This package contains the wining solution for the MyoChallenge die reorient task. This is adapted from EvoTorch starter baseline.
We build upon the evotorch baseline which uses PGPE and the ClipUp optimizer on a 3 layer RNN. Our primary approach to solving this hard exploration challenge is by using potential function based reward shaping [refer to RUDDER, Arjona-Medina et al. for a detailed overview] and task subdivision using adapting curricula [Similar to POET, Wang et al.]. We have a population of environments (256), each of which starts of at "easy" difficulty and adapts its difficulty based on the success achieved by the agent in the recent past (20 episodes). The environment difficulty is controlled using the goal_rot value. Hence, the difficulty distribution is shaped by the agent's current performance.
Our recently published work(At the DRL workshop in NeurIPS 2022) shows that minimizing task-irrlevant exploration speeds up learning and improves generalization. This is because visiting task-irrelevant states forces the policy/value networks to fit irrelevant targets that affect their capacity and generalization capabilities.
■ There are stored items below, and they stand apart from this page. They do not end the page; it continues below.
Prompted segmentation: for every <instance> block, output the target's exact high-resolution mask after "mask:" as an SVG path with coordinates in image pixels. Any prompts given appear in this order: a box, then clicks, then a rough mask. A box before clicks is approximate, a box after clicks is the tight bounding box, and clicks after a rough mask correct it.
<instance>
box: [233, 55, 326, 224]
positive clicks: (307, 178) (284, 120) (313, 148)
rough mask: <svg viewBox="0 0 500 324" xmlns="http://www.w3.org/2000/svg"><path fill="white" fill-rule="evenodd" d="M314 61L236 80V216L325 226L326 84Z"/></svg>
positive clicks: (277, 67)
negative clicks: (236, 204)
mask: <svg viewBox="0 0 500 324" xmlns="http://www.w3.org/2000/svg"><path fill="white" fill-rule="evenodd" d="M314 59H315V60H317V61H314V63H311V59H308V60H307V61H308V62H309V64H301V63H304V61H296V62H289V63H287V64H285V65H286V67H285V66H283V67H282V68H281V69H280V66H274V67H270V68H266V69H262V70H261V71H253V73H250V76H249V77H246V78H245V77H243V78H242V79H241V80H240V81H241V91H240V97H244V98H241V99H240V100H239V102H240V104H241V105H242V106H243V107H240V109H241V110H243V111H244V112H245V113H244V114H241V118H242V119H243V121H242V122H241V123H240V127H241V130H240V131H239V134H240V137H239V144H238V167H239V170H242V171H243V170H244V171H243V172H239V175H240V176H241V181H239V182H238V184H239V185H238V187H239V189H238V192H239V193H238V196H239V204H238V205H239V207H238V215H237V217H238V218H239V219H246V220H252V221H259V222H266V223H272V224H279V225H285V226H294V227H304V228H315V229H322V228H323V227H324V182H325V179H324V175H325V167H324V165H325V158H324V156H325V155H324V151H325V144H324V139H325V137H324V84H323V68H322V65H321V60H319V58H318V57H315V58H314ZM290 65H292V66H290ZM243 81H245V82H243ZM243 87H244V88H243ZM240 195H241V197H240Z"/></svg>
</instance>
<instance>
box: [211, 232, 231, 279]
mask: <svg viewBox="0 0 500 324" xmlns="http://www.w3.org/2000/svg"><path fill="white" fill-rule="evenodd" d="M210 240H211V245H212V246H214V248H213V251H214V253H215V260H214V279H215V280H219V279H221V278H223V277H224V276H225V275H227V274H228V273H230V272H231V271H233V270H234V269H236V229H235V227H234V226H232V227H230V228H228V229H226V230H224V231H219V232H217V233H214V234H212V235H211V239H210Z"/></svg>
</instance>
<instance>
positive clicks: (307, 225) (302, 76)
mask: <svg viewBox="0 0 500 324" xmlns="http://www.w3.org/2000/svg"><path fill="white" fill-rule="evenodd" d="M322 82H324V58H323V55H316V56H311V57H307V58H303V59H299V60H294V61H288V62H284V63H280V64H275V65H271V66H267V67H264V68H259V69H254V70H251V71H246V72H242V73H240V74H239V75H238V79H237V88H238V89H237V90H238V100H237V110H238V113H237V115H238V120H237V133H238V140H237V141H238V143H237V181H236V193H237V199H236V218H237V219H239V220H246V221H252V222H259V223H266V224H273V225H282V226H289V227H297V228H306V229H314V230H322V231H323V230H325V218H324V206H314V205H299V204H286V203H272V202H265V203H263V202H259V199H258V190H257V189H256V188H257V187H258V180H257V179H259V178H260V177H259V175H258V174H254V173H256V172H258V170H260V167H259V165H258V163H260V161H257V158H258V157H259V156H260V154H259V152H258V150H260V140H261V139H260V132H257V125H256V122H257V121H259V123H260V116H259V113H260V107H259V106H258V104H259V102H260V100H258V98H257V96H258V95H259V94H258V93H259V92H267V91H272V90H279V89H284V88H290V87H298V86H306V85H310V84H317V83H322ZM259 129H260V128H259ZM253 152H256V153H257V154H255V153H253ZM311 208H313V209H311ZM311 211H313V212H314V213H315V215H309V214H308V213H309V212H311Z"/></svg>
This was also our primary motivation for entering the challenge, to verify some of our ideas on the challenging continuous control tasks posed here.
Essentially, using a reward function based on the differences of a potential function avoids spurious optima (E.g. committing suicide) and also provides a much easier to optimize reward. (Since, it's always possible to obtain a positive reward at every state). Further, the curriculum minimizes task-irrelevant exploration speeding up learning and allowing the trained policy to generalize much better to downstream tasks in the curriculum.
Special thanks to Prof. Sepp Hochreiter & Dr. Michael Kopp for their guidance and support.
- Create Conda Environment
conda env create -f env.yml
- Run Jupyterlab
conda activate iarai-jku-myochallenge
jupyterlab
- Run
train_die_reorient.ipynb
. Further instructions and explanations can be found there.